La Vía Láctea (銀河街道, Ginga kaidō) is a music theatre piece for children's choir composed by a Japanese composer Minao Shibata (b. 1916 - d. 1996) in 1993. The piece is about the way of St. James and uses medieval Christian hymns and folk songs as material. It lasts approximately one hour.

== Backgournd ==
The composer Namio Shibata, who died in 1996, spent his last about 20 years of his approximately 60 years of creative activity, from around 1973, creating works in a format known as "music theatre pieces." Generally to say, "music theatre" comes in many forms, but Shibata's works are characterized by its use of the medium of chorus and traditional Japanese materials. During the last 20 years of his life, he composed over 20 pieces in music theatre form, almost all of which were inspired by local folk and traditional performing arts in Japan. On the other hand, La Vía Láctea is the only exception among them, in that he chose subject matter from the traditional culture of a foreign country.

However, both his previous music theatre works and La Vía Láctea share the commonality of using local folk songs and performing arts as material, and it could be said that the only difference is that the region of the work has been shifted from Japan to a foreign country. This work can also be considered an example of a work that applies the concept of a series of his music theatre works that focus on Japan's "regional character" to a region overseas.
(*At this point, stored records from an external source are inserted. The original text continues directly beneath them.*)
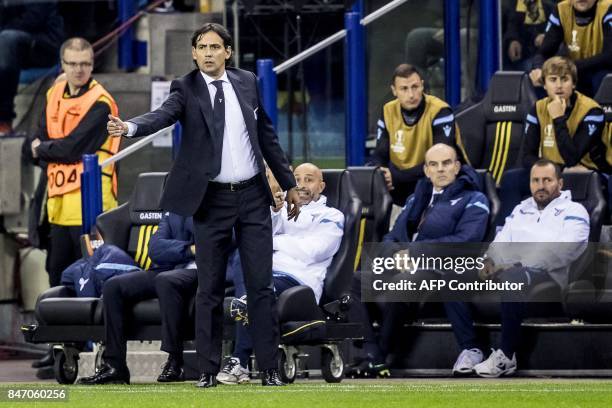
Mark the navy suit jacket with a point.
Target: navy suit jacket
(189, 103)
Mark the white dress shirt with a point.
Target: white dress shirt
(237, 157)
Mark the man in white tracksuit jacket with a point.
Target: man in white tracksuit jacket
(303, 249)
(542, 222)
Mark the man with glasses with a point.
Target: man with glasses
(30, 35)
(76, 111)
(409, 125)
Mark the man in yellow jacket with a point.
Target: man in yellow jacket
(73, 124)
(409, 125)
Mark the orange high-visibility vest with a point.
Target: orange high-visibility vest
(63, 116)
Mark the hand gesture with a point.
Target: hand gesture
(116, 127)
(536, 77)
(388, 178)
(556, 107)
(279, 201)
(293, 204)
(515, 51)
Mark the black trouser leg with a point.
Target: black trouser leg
(174, 289)
(119, 294)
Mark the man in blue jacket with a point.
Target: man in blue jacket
(173, 278)
(446, 207)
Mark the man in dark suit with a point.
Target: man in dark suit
(219, 178)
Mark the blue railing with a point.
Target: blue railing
(355, 88)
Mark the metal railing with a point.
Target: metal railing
(355, 98)
(355, 72)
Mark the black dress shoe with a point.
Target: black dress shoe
(271, 378)
(172, 372)
(44, 361)
(207, 381)
(107, 375)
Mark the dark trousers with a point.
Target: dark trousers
(174, 289)
(16, 53)
(389, 316)
(513, 310)
(243, 346)
(247, 212)
(64, 250)
(513, 189)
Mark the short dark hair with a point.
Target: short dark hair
(546, 162)
(217, 28)
(560, 66)
(404, 71)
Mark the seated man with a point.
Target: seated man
(410, 124)
(549, 215)
(447, 206)
(583, 28)
(30, 37)
(172, 278)
(566, 126)
(526, 23)
(303, 249)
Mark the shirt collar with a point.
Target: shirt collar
(210, 79)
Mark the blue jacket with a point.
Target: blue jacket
(87, 275)
(170, 246)
(459, 215)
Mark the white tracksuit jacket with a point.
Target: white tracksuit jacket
(550, 231)
(304, 248)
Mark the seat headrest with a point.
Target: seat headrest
(509, 98)
(604, 96)
(144, 203)
(333, 180)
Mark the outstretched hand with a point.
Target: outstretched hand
(293, 204)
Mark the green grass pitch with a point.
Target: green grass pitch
(350, 393)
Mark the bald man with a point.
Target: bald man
(303, 249)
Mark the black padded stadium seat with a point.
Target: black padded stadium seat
(302, 321)
(492, 130)
(131, 225)
(604, 98)
(341, 194)
(376, 202)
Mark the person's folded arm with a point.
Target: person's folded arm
(165, 249)
(86, 138)
(317, 247)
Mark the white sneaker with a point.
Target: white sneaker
(467, 360)
(233, 373)
(496, 365)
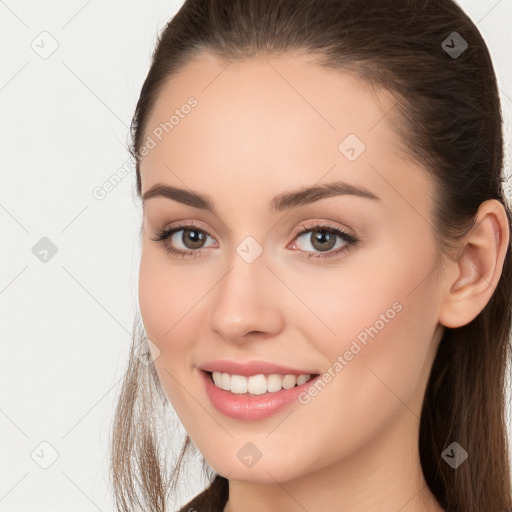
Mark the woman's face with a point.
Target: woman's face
(262, 282)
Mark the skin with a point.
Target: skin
(263, 127)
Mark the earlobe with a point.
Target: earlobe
(478, 269)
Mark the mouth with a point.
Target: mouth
(274, 393)
(259, 384)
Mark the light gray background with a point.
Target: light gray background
(66, 323)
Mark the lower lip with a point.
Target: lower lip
(251, 407)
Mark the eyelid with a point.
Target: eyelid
(350, 240)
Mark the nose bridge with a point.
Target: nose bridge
(246, 298)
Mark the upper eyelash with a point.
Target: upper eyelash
(351, 240)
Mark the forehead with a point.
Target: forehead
(269, 122)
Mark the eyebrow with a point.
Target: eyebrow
(284, 201)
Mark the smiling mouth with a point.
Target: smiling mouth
(259, 384)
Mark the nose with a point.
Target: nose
(247, 302)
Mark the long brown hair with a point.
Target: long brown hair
(450, 121)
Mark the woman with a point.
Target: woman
(325, 278)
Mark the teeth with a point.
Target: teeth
(257, 384)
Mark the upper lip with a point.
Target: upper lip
(251, 368)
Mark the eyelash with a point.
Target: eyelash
(350, 240)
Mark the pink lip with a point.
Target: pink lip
(251, 407)
(252, 368)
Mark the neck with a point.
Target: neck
(383, 476)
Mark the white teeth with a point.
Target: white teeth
(257, 384)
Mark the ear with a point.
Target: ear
(474, 275)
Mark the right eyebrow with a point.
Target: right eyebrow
(284, 201)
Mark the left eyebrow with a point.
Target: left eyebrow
(281, 202)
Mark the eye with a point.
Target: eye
(192, 238)
(324, 238)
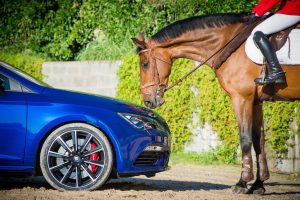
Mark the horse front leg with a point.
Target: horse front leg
(258, 139)
(243, 107)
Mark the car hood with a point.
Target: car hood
(78, 98)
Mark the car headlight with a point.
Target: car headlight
(142, 122)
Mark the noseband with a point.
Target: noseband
(156, 79)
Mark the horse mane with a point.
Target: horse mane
(180, 27)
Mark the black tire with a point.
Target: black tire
(76, 156)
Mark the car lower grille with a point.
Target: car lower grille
(147, 158)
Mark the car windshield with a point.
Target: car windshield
(23, 74)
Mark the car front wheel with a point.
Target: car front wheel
(76, 156)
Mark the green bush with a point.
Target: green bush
(28, 63)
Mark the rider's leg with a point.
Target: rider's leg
(271, 25)
(275, 73)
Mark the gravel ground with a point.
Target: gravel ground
(180, 182)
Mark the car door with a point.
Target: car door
(13, 112)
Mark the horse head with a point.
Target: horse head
(155, 68)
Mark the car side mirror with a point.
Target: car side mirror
(1, 87)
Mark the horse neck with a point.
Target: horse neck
(200, 44)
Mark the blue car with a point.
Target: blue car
(76, 141)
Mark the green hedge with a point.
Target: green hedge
(211, 104)
(28, 63)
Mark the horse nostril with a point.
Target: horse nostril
(148, 104)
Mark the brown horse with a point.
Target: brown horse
(197, 38)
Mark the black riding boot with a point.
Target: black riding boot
(275, 73)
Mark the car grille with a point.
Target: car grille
(148, 158)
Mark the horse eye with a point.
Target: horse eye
(145, 64)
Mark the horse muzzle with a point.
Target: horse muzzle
(154, 102)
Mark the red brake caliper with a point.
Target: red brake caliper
(94, 156)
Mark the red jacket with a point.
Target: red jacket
(287, 7)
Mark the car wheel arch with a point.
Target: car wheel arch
(104, 130)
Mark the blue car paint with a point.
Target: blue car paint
(49, 108)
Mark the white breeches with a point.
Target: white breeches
(273, 24)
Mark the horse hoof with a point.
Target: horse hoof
(239, 190)
(257, 190)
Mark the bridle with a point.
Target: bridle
(162, 87)
(156, 78)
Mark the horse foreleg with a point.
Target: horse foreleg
(258, 139)
(243, 108)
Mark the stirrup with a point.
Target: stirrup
(278, 77)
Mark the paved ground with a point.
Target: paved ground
(180, 182)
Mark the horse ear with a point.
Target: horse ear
(139, 43)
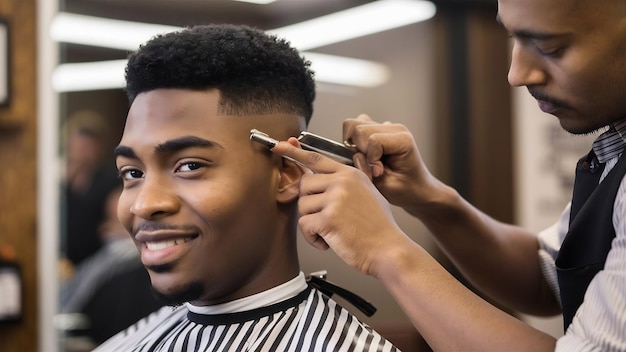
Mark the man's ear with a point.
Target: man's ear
(289, 182)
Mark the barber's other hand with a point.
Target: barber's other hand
(395, 164)
(340, 207)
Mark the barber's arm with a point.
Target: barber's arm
(498, 258)
(340, 208)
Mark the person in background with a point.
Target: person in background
(89, 177)
(109, 290)
(213, 214)
(571, 55)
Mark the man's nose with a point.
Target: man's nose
(526, 69)
(154, 199)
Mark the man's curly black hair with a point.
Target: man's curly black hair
(255, 72)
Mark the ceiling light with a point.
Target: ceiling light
(110, 74)
(356, 22)
(260, 2)
(103, 32)
(348, 24)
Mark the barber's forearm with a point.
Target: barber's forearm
(447, 315)
(499, 259)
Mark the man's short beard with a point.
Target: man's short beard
(191, 292)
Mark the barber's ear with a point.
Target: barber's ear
(289, 182)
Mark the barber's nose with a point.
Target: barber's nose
(154, 199)
(526, 69)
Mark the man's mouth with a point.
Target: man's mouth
(159, 245)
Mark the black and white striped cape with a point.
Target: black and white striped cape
(310, 321)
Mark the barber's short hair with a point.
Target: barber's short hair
(255, 72)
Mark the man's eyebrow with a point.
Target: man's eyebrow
(172, 145)
(527, 34)
(124, 151)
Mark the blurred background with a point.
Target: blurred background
(438, 67)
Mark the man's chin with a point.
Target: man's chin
(191, 292)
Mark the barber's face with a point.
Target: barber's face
(199, 199)
(572, 58)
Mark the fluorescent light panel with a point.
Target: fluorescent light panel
(110, 74)
(260, 2)
(356, 22)
(344, 25)
(340, 26)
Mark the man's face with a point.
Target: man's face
(200, 199)
(571, 57)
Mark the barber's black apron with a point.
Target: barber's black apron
(587, 243)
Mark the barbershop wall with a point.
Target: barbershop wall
(18, 173)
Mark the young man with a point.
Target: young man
(212, 213)
(571, 55)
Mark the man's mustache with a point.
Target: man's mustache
(153, 226)
(547, 98)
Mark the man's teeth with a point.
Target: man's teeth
(158, 245)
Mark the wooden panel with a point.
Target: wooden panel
(18, 174)
(490, 114)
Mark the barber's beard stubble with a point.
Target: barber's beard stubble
(179, 295)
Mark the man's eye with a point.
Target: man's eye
(131, 174)
(189, 166)
(550, 52)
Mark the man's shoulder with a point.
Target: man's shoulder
(163, 318)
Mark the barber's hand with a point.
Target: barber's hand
(388, 153)
(340, 207)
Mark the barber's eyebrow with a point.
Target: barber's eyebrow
(170, 146)
(527, 34)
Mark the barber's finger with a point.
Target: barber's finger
(316, 162)
(350, 124)
(371, 169)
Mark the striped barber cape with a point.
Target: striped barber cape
(309, 321)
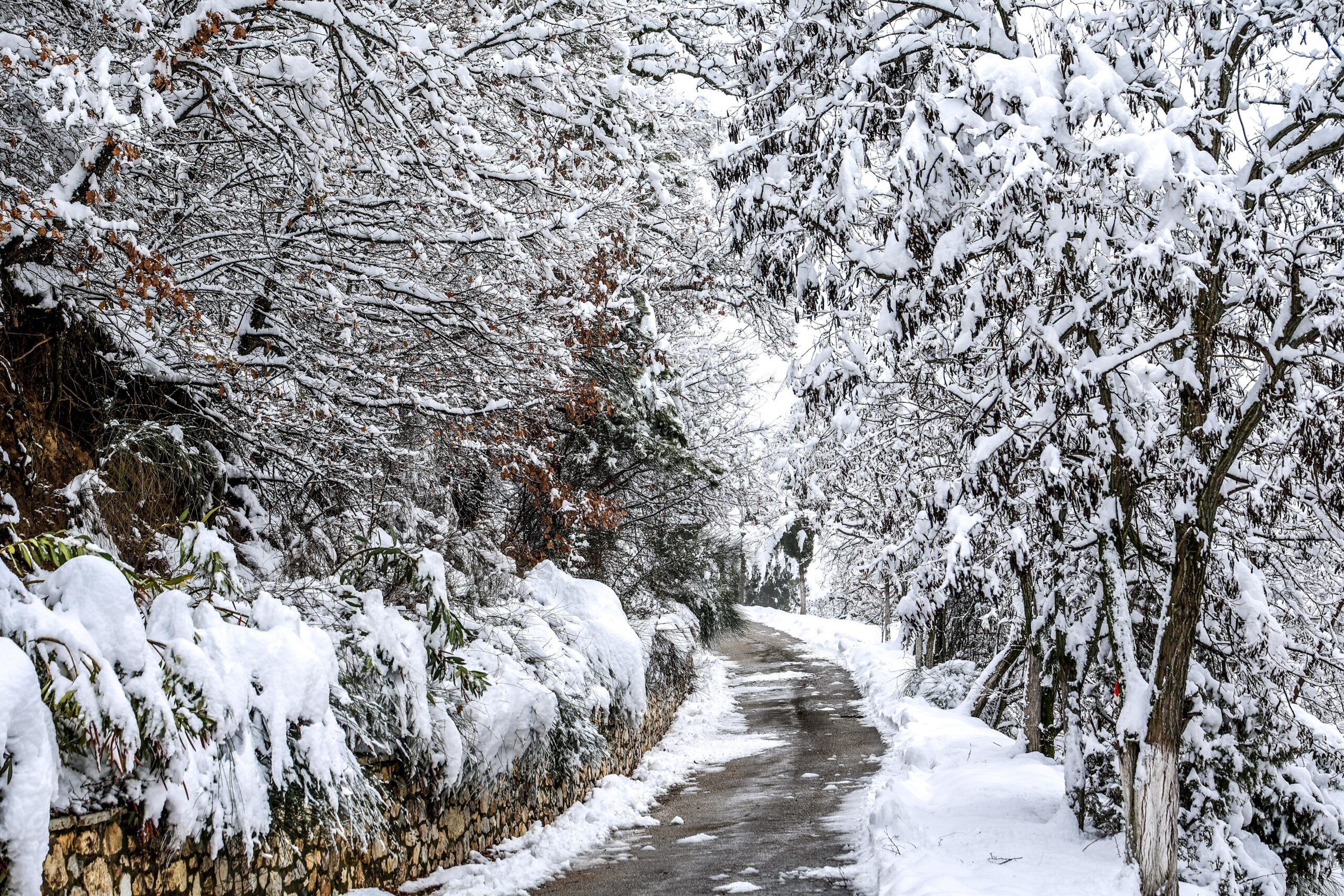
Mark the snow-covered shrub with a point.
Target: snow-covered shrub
(29, 767)
(945, 684)
(227, 712)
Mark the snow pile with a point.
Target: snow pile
(598, 629)
(707, 731)
(29, 766)
(205, 702)
(560, 641)
(956, 808)
(200, 718)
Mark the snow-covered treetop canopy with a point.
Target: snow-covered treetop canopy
(1074, 281)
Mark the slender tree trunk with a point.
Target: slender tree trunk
(1151, 785)
(886, 610)
(1034, 703)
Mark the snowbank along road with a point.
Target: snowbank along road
(773, 823)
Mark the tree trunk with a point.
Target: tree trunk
(1034, 703)
(886, 612)
(1151, 785)
(1152, 805)
(990, 680)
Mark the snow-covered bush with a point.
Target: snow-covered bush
(224, 711)
(944, 686)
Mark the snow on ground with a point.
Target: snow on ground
(958, 809)
(707, 731)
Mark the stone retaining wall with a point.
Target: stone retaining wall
(109, 853)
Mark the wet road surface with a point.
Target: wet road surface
(771, 824)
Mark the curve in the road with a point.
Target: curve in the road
(773, 824)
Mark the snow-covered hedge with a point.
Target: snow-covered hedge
(206, 700)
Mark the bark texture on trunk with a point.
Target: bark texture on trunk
(1034, 703)
(1153, 805)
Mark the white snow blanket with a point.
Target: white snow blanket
(707, 731)
(261, 669)
(958, 809)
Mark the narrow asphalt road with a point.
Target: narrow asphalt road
(771, 824)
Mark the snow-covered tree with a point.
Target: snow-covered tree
(1097, 248)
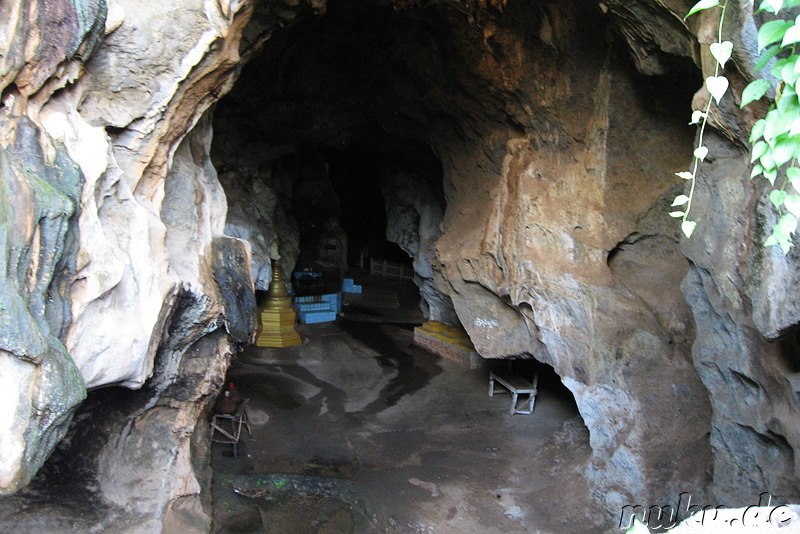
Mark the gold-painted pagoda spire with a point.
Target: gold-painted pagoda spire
(276, 320)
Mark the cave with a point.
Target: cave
(518, 157)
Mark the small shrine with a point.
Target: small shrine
(276, 320)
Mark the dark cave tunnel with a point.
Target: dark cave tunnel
(346, 118)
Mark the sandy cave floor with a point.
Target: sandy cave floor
(407, 442)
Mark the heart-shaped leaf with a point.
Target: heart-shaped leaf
(772, 5)
(697, 116)
(688, 227)
(717, 86)
(680, 200)
(776, 196)
(722, 51)
(701, 152)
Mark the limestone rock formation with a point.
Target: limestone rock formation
(131, 255)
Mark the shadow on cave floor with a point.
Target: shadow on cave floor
(382, 436)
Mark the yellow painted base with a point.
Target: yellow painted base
(446, 333)
(276, 329)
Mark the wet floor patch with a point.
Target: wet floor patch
(414, 367)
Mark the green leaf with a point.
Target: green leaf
(754, 90)
(785, 149)
(792, 203)
(722, 52)
(772, 31)
(773, 6)
(765, 58)
(680, 200)
(776, 196)
(768, 162)
(701, 5)
(787, 73)
(758, 129)
(688, 228)
(717, 86)
(786, 225)
(791, 36)
(759, 149)
(771, 175)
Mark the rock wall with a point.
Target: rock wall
(118, 272)
(554, 244)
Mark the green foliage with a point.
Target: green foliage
(775, 153)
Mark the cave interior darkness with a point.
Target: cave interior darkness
(337, 104)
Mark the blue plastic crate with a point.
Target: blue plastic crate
(317, 317)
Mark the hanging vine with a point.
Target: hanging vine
(775, 153)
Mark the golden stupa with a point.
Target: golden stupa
(276, 320)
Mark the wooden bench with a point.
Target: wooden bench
(517, 386)
(227, 428)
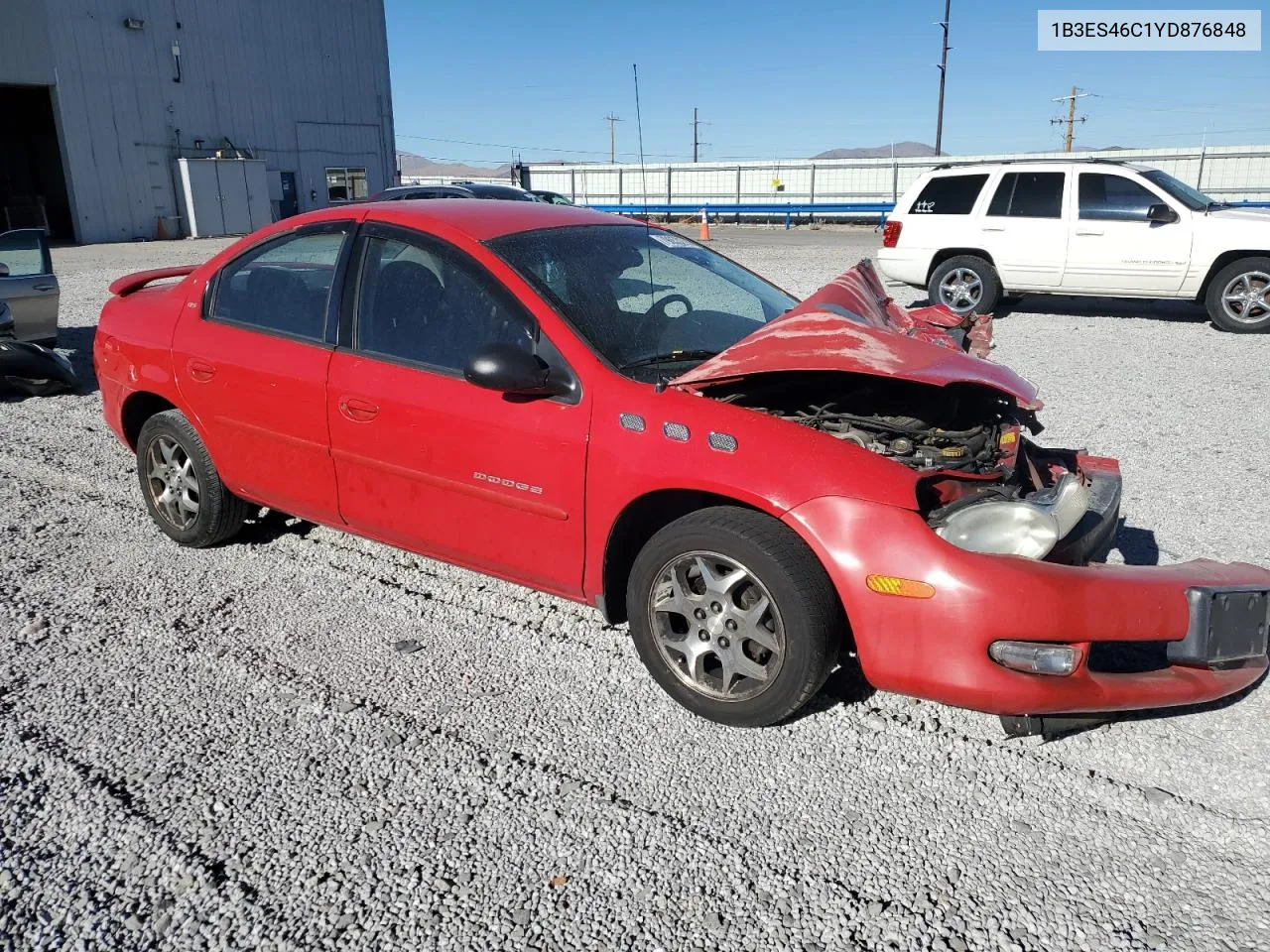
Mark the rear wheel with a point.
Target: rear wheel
(965, 285)
(1238, 296)
(182, 489)
(734, 616)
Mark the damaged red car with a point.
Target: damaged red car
(619, 416)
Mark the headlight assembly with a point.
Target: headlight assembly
(1024, 527)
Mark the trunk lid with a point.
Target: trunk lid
(852, 324)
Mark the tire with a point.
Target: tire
(169, 452)
(970, 298)
(1248, 278)
(739, 680)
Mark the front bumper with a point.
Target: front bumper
(938, 648)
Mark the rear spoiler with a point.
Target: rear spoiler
(125, 286)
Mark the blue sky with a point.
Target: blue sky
(788, 80)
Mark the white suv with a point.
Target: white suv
(971, 234)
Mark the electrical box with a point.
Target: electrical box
(222, 195)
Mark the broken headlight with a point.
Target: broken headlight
(1025, 527)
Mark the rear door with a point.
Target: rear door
(28, 285)
(253, 368)
(1115, 248)
(431, 462)
(1024, 229)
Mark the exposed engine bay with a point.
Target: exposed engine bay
(984, 488)
(966, 428)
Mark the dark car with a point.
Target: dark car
(552, 197)
(456, 189)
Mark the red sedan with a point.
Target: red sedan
(615, 414)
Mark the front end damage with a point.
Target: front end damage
(989, 593)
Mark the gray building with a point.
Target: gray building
(99, 99)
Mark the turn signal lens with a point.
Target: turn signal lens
(1034, 657)
(905, 588)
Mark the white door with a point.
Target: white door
(1115, 248)
(1025, 231)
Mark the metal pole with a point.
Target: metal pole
(612, 141)
(944, 72)
(811, 197)
(1071, 119)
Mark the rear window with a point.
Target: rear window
(949, 194)
(1029, 194)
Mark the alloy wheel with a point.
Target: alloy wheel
(716, 626)
(1246, 298)
(172, 481)
(961, 290)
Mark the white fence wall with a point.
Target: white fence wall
(447, 179)
(1230, 173)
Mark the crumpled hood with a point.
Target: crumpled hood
(852, 324)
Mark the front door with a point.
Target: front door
(1115, 248)
(27, 284)
(429, 461)
(252, 367)
(1024, 230)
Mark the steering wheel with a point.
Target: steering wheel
(657, 320)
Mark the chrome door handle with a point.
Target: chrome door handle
(200, 371)
(358, 411)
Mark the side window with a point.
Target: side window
(1112, 198)
(282, 286)
(949, 194)
(24, 253)
(425, 302)
(1029, 194)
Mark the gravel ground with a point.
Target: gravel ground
(225, 749)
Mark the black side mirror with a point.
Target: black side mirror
(509, 370)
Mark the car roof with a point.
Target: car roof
(1003, 163)
(486, 220)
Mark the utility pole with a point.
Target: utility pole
(944, 72)
(612, 141)
(1071, 116)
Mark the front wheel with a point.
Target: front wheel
(1238, 298)
(734, 616)
(965, 285)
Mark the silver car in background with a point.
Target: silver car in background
(28, 285)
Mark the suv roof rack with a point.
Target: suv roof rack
(1024, 162)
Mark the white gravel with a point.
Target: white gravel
(223, 749)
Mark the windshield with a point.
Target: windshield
(1193, 198)
(652, 302)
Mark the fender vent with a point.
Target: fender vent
(722, 442)
(676, 430)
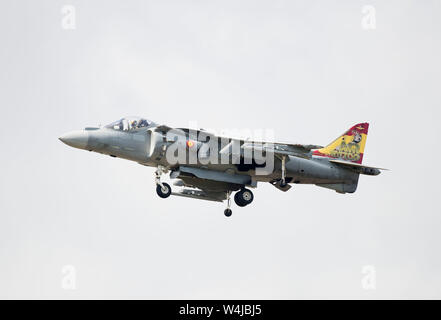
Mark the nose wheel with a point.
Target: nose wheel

Shibata himself was not a Catholic though, during his university years, he attended church mass every Sunday (Note: Shibata attended the Tokyo St. Francis Xavier major seminary, formerly located in Shakujii Village, every Sunday.) and listened to Gregorian chant. Thereafter he never lost interest in Christianity for the rest of his life. La Vía Láctea was commissioned by Nissay Theatre for a children's choir, and has an educational purpose: the purpose is to learn, through singing, acting and listening, what the simple and pure faith of medieval Christianity was like.

The libretto is an excerpt from the Codex Calixtinus, a 12th-century manuscript about the pilgrimage to Santiago de Compostela, translated from the original Latin text into Japanese by the composer's wife, Sumiko Shibata. Therefore, the lyrics, excluding the entrance song and the exit song (both has Latin lylics), are written in Japanese. The work was completed in 1993 and premiered the same year. The composer gave La Vía Láctea his opus number 113.

== Description ==
The work is written for a children's choir and a female choir (ad libitum) and is unaccompanied. It lasts approximately one hour totally and consists of the following five parts:

1. Entrance song - Iacobe Sancte
2. Route of Iacobe Sancte
3. Journey of pilgrimage
4. Gate of groly, Canon of the sunset (ad libitum) and Canon of the Finale
5. Exit song - Iacobe Sancte

Performers enter the concert hall with singing an entrance song and exit with singing an exit song. The second part is a song that explains the pilgrimage route. The song tells the historical story of how Santiago de Compostela became a sacred place dedicated to Sanctus Iacobus (James the Great), and how the road leading to it became a pilgrimage route. The third part is the heart of the piece, with a medieval pilgrim song, local folk songs, a children's play song and a skit performed by children.

In the first half of his creative career, Shibata was known for incorporating many avant-garde techniques, but in the second half he brought these together and showed a new direction by mixing and synthesizing music from the past. In La Vía Láctea, folk songs and ancient melodies are used, and children also perform a skit. It showcases Shibata's creative technique of reconstructing a variety of materials.

According to Sumiko Shibata, the medieval folk songs used in La Vía Láctea are all monophonic, and when each child begins to sing one of these monophonic melodies separately, a beautiful harmony emerges by chance.(cf. Aleatoric music)

== History of performance ==
La Vía Láctea premiered in 1993 and has since been performed several times, including in 2000, 2007, 2008 and 2017.